Kosten sind nicht zu erstatten.
Die Revision wird zugelassen.
Tatbestand:
Die Beteiligten streiten um die Versicherungspflicht der Klägerin als selbständige Lehrerin in der gesetzlichen Rentenversicherung.

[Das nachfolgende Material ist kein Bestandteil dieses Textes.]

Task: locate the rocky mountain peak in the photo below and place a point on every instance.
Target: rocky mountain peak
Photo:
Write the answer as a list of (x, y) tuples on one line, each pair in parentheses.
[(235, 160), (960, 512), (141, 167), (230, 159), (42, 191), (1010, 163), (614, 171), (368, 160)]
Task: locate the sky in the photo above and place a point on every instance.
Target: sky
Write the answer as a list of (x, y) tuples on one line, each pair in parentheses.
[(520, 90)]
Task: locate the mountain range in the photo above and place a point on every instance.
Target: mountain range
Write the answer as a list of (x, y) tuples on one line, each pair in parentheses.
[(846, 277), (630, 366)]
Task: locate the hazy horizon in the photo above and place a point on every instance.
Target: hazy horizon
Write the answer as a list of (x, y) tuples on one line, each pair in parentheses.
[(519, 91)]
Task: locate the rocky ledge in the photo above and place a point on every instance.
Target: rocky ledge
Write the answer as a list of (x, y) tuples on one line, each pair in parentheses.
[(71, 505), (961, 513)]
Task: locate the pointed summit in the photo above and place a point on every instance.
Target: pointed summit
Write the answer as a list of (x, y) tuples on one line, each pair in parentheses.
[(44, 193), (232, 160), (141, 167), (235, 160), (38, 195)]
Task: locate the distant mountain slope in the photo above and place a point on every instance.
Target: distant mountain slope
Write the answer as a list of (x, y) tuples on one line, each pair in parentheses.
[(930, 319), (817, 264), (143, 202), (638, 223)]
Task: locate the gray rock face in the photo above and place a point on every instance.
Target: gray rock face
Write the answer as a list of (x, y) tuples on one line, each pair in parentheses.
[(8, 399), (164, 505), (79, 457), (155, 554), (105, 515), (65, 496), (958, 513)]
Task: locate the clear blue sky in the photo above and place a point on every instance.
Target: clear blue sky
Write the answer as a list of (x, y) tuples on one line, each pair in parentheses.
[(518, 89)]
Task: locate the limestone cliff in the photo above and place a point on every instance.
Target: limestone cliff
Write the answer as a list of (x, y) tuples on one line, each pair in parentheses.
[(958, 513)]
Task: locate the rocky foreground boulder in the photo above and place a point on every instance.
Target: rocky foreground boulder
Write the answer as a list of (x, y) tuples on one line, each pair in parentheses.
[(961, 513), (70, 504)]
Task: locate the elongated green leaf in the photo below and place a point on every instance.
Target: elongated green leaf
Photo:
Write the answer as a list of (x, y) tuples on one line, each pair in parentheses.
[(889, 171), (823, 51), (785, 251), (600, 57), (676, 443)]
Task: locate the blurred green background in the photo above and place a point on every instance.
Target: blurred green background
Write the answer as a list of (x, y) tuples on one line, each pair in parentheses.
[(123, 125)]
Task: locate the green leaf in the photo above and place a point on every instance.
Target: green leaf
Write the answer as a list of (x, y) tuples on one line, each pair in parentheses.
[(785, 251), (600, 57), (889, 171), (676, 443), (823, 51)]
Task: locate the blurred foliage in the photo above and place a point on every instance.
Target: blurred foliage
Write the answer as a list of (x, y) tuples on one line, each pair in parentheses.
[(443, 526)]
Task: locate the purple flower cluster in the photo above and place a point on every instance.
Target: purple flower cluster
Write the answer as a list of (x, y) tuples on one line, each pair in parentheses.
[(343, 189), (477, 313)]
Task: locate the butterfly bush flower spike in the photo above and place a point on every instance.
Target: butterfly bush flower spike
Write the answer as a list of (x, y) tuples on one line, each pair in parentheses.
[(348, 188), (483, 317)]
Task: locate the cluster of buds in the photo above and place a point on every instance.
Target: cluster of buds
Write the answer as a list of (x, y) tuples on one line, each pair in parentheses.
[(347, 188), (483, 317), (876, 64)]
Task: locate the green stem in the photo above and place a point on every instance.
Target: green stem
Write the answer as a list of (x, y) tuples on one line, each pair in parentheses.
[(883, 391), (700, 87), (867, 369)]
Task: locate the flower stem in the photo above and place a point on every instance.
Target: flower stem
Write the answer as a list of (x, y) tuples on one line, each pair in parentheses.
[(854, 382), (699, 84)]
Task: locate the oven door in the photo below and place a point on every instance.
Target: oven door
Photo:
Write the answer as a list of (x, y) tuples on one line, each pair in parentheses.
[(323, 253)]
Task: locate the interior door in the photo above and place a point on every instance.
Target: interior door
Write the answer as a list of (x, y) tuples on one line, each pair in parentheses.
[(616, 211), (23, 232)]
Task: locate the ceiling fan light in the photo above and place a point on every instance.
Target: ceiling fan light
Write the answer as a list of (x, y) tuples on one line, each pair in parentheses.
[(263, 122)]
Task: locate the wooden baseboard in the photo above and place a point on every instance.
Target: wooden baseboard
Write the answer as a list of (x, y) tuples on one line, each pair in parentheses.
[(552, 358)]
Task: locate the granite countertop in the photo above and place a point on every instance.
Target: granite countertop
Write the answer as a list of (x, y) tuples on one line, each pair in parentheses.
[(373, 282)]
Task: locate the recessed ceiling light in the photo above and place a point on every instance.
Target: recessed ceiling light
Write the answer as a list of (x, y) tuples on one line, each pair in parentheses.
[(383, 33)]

Die im Jahre 1955 in Spanien geborene Klägerin (spanische Staatsangehörige) ist selbständige Lehrerin für das Fach Spanisch. Den Unterricht erteilt sie seit mehreren Jahren – zum Teil seit 1980 – für verschiedene Auftraggeber (Volkshochschule H; Verwaltungs- und Wirtschafts-Akademie = L Akademie; Bildungsverein e.V.) auf der Grundlage jeweils geschlossener Honorarverträge. Sie beschäftigt keine Arbeitnehmer. In den Jahren 1997 bis 2001 erzielte sie Jahresgesamteinkünfte aus allen Honorarverträgen von jeweils ca. 20.000 DM.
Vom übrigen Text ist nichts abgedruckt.